Hukum Merayakan Tahun Baru Menurut Islam

waktu baca 13 menit
Senin, 30 Des 2013 11:18 0 56 Tim Redaksi
 

Mayoritas manusia di belahan dunia hingga saat ini masih sangat antusias menyambut perhelatan akbar malam  pergantian tahun yang hanya terjadi satu tahun sekali itu. Meski harus begadang tak karuan, mereka dengan rela dan sabar menunggu detik-detik pergantian tahun menuju tahun yang baru.

Tahun Baru 2014

Namun bagaimanakah pandangan Islam itu sendiri (yang merupakan agama yang hanif) mengenai perayaan tersebut? Apakah mengikuti, merayakan, ataupun sekedar mengucap selamat tahun baru itu diperbolehkan?
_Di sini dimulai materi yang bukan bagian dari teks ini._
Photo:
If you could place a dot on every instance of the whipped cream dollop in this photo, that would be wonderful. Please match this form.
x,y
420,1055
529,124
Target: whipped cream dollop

Simak terus tulisan singkat berikut ini.

DAFTAR ISI

Sejarah Tahun Baru Masehi

Perayaan tahun baru pertama kali dilakukan pada tanggal 1 Januari 45 SM (Sebelum Masehi). Tidak lama setalah Julius Caesar dinobatkan sebagai Kaisar Roma, ia lalu memutuskan untuk menggati penanggalan tradisonal yang telah lama digunakan oleh bangsa Romawi sejak abad ke 7 SM.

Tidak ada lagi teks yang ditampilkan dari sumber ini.